In 2016, Massachusetts voters soundly rejected a ballot proposition (Question 2) which would have allowed 12 additional charter schools per year. A recent study demonstrates how costly this decision has been, especially for special education and English language learner (ELL) students.

Tufts University Professor Elizabeth Setren analyzed enrollment lottery data for Boston charters in order to compare long-term outcomes for three groups of students: general education students, special education students and ELL students (see above). The random admission process provides confidence that observed differences in outcomes show the impact of the schools.

Professor Setren noted that the Boston district schools spend significantly more on special education than charters, but charter schools see much better results.

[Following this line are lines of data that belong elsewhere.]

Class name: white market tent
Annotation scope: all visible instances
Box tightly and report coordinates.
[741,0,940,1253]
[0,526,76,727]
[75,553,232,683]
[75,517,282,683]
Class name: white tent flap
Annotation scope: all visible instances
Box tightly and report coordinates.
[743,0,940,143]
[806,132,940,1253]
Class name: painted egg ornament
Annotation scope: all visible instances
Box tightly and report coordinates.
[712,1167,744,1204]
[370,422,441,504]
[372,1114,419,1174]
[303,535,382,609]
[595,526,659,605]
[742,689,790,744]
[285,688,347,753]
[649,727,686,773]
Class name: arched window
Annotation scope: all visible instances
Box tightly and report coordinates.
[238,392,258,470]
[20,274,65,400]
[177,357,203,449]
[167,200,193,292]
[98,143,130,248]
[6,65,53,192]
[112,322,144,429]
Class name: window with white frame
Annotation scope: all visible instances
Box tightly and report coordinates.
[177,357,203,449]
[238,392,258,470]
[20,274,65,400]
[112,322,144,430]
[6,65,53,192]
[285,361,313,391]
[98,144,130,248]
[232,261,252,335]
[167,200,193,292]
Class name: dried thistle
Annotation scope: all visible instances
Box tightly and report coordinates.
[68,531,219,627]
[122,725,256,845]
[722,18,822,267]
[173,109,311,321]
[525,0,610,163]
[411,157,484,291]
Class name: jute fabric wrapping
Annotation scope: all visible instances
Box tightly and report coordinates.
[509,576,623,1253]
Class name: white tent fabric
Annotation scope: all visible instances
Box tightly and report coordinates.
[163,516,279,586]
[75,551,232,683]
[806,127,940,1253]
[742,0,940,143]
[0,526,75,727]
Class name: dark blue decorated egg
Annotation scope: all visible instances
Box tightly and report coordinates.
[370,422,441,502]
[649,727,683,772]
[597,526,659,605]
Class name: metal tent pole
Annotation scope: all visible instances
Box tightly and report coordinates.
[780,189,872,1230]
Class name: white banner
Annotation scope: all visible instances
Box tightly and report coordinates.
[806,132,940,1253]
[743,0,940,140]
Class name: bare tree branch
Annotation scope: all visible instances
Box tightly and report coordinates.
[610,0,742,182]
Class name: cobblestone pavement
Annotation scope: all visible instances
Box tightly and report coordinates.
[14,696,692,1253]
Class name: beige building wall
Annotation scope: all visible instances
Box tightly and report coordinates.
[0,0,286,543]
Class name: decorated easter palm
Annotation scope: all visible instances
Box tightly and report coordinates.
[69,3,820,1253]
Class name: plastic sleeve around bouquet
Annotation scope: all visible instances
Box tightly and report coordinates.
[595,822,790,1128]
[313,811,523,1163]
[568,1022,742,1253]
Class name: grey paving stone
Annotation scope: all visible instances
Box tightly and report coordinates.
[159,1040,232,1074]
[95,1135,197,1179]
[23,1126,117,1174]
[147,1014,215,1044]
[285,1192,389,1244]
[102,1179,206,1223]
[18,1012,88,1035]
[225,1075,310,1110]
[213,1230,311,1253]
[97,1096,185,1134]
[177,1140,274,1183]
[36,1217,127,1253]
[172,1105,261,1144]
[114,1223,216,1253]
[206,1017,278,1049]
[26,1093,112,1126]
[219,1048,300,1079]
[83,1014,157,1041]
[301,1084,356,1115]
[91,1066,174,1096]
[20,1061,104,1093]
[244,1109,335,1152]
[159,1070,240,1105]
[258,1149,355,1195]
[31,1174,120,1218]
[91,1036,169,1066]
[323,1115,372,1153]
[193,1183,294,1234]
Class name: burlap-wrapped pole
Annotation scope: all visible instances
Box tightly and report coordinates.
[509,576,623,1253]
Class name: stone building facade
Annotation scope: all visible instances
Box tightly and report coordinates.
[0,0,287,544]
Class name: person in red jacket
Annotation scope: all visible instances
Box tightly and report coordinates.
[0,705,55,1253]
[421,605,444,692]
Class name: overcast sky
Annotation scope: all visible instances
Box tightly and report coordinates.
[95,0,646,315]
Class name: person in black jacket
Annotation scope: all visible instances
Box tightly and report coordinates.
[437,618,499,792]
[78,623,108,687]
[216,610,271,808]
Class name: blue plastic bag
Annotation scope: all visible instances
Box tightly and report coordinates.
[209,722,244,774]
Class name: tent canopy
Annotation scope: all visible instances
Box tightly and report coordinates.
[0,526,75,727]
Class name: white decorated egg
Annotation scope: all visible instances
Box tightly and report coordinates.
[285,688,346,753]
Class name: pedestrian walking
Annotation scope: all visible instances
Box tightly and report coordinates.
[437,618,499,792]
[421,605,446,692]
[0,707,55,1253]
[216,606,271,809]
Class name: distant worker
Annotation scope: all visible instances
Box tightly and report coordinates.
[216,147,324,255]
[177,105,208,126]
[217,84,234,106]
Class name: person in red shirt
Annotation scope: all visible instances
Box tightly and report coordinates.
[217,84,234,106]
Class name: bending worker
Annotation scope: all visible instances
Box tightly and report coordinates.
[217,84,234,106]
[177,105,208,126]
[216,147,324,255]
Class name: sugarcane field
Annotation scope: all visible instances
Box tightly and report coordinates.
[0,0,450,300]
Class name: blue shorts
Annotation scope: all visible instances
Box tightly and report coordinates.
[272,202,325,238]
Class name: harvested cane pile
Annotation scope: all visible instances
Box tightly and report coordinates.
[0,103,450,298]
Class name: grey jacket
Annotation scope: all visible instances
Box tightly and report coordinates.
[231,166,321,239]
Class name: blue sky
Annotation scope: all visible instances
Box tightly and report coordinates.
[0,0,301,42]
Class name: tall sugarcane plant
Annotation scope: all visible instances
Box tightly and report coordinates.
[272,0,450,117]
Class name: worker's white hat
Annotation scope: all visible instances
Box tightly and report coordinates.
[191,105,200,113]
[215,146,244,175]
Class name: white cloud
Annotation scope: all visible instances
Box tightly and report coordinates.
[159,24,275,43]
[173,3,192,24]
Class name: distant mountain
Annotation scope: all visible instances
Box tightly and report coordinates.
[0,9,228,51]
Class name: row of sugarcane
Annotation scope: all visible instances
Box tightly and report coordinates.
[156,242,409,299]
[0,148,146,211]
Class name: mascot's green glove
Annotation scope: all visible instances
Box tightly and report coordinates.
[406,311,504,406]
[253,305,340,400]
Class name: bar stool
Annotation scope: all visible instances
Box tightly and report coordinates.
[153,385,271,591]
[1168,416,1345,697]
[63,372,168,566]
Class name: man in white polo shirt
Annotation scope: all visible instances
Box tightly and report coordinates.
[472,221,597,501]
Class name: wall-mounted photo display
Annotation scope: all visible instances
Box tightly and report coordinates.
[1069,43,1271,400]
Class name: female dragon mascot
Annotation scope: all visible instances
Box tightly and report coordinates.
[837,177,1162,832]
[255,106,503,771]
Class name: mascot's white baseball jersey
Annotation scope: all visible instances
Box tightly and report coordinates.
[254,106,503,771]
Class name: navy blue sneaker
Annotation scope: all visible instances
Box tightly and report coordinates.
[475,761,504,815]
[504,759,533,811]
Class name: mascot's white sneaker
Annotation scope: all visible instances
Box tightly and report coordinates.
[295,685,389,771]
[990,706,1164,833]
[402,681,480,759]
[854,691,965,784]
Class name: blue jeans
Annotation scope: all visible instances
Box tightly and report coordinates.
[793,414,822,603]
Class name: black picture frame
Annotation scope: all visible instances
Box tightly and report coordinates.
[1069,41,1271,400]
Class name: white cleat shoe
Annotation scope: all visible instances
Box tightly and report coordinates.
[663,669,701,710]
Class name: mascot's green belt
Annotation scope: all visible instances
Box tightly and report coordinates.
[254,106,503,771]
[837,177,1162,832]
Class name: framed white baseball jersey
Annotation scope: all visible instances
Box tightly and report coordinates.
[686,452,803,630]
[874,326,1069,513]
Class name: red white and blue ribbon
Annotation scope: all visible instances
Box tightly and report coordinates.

I find that charter enrollment at least doubles the likelihood that a student designated as special education or an English learner at the time of the admissions lottery loses this classification and, subsequently, access to specialized services. Yet charter enrollment also generates large achievement gains for students classified at the time of the lottery—similar to the gains made by their general-education charter classmates.

Classified students who enroll in charters are far more likely to meet a key high-school graduation requirement, become eligible for a state merit scholarship, and take an AP exam, for example. Students classified as special education at the time of the lottery are more than twice as likely to score 1200 or higher on the SAT than their counterparts at traditional public schools. English learners who enroll in charters are twice as likely to enroll in a four-year college.

Students with special education and ELL labels at the time of the enrollment lottery are more likely to discard that status in charter schools. They are also more likely to enroll in a four-year college, score proficient on state exams and take an Advanced Placement course. Notice as well that general education students also see large improvements in those same outcomes.

This study seems all the more important given the nationwide decline in NAEP scores for students with disabilities. While there are exceptions, most states saw declines in scores for both eighth-grade math and reading between 2009 and 2019.

A similar chart for ELL students during the same period looks even worse.

So, Boston charter schools just might have a lesson about high expectations and inclusion. The charter school cap in Massachusetts, meanwhile, is limiting the opportunities for both general and special status students.